第5回 二日目

 閏二月十八日。朝方。


 春風の吹き抜ける朝というものは、この一年の中で最も素晴らしいものの一つだとぼくは思った。目の前からそよそよと現れて、かすかに頬を撫でては後ろに去って行くそれには、僅かではあるが甘い花の香りが含まれていて、それに誘われる蜂さながらにふわふわと道を逸れて行きたくなってしまう。


 ここは京師から離れること二十里余り。永定河の辺り。河に大きな橋を渡し、西は涿州の方角を目指して伸びて行く街道をじっと見つめていると、あちらの方からひっきりなしにいくつも馬車や荷車の類がやって来て、我先にと渡ってこちら側へ向かうのが手に取るように分かった。


「のどかなものだな、アルサラン。ぼくもこうして、のんびりとした常春の国で、晴耕雨読の生活を送りたいと思っているのだが、どうかな?」


「永暁さまに畑を耕すなんてことができるとは思いませんけどねえ」


「同感だ。ぼくも、剣を振るったり馬に乗ることはできても、鍬を根気良く土に入れるとか、一粒一粒種を撒くような真似はできん。つまり、耕作は包衣であるお前の仕事ということだ」


「自分も野良仕事から解放されて久しいですからねえ。お屋敷の事務には大分通じましたが、そっから先の仕事は闇の中ですよ」


 意外に思われることが多いが、本来アルサランの仕事はぼくの護衛や荒事ではなく、屋敷に舞い込む膨大な事務作業の処分にある。


 公的な身分としては『瀏親王府・宗人府付き筆帖式ビトヘシ』という肩書きを持つ彼は、様々な文書を漢文から満文に訳したり、逆にぼくが満文で起草した命令書を漢文に直したりするなど、屋敷の運営に不可欠な役割を果たしてくれている。

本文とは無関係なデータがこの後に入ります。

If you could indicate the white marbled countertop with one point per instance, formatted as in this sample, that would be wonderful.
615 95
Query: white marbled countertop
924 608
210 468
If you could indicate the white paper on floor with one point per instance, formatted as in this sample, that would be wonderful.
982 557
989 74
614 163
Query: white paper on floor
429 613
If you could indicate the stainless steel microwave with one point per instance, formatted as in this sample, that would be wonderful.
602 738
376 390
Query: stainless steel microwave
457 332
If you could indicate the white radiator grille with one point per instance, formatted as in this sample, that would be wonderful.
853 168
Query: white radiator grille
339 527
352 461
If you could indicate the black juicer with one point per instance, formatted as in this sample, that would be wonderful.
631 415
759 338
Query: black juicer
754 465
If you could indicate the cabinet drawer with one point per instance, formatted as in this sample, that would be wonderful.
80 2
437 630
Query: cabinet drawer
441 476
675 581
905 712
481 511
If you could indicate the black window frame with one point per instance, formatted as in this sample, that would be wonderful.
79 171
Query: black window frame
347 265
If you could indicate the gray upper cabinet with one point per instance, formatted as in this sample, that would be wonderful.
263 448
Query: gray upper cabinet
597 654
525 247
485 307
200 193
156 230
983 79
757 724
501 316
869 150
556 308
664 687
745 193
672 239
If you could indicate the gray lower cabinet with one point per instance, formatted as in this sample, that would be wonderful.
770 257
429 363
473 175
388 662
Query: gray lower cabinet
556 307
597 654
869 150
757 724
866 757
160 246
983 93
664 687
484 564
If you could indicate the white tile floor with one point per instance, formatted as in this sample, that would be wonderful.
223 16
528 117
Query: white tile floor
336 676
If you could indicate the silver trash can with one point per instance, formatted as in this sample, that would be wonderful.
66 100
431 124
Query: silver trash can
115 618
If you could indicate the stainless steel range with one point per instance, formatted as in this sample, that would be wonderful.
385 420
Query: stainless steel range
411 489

「その事務作業要員をわざわざ連れ出して、非番の日なのをいいことに王府の仕事を悉く放り出すなんて、相変わらずいい性格してらっしゃいますよね、永暁さまは」


「案ずるな案ずるな。ぼくが居なくたって王府の仕事は回る。旗人だって、日々ぼくのご機嫌を伺わなくたって、やるべきことをきちんとやってるさ」


「殿下の進退には、傘下一千人以上の旗人とその家族の暮らしが掛かってるんですけどねえ。出来ればもう少し自覚を持って頂きたいものです」


「それ以上ぼくに都合の悪いことを言いやがると、口を縫い付けるぞ」


 親王・郡王・貝勒などの爵位を持つ皇族は、同時に複数の八旗旗人を傘下として抱える『旗王グサイベイレ』でもある。ぼくら満洲人は、大清の建国以来皆『八旗ジャグン・グサ』と呼ばれる軍事・社会組織に所属し、末端の旗人を旗王がまとめ、その旗王が皇帝に忠誠を誓うという─古い言葉で言うなれば『封建制』の下で国を支配している。


 ちなみに、皇帝本人も八旗のうち三旗を一人で統率する大旗王であり、瀏親王は正紅旗という『旗』の一部を率いる小旗王ということになる。間違っても叛乱など企めるはずが無い。


 要は、ぼくも一国一城の主人として一千人からの戦士を統率する身分なのだから、いい加減自覚を持てとこの包衣は言うわけだ。まったく大生意気な話である。


 ぼくは済ました顔で隣を行く男の弁髪を手で掴むと、引っ張るぞと言いたげに視線を送った。


「分かりました、もう言いませんからご勘弁を。落馬すると痛いんですよ、これが」


「分かったならいい」


 そっけなくぼくは呟くと、改めて周囲に広がる荒涼たる大地の様をぼんやりと眺めやった。地平線、奥行きのある青色の半球が天を覆い尽くし、その中に幾つかの雲を浮かせて奇怪な模様を描き、地上であくせく働く我々を嘲笑っているかの様であった。


「なぁ、一つ考えたんだが」


「なんでしょう、永暁さま」


「この宇宙というものを考えた人間は、なんとも趣味が悪いと思わんか。少なくとも、性格のいい存在ではあるまい」


「急に学問の話か何かですか?嫌いではありませんが、調査の方を早々と終わらせないと、日が暮れてしまいますよ」


 ふん、と鼻を鳴らすアルサラン。まったく、散文的な男はもてないぞ。内心でそう呟きながら、ぼくは手綱を絞って馬を前に進め、かの貝勒が不幸な事故に遭遇した河原の場所へと向かっていったのだった。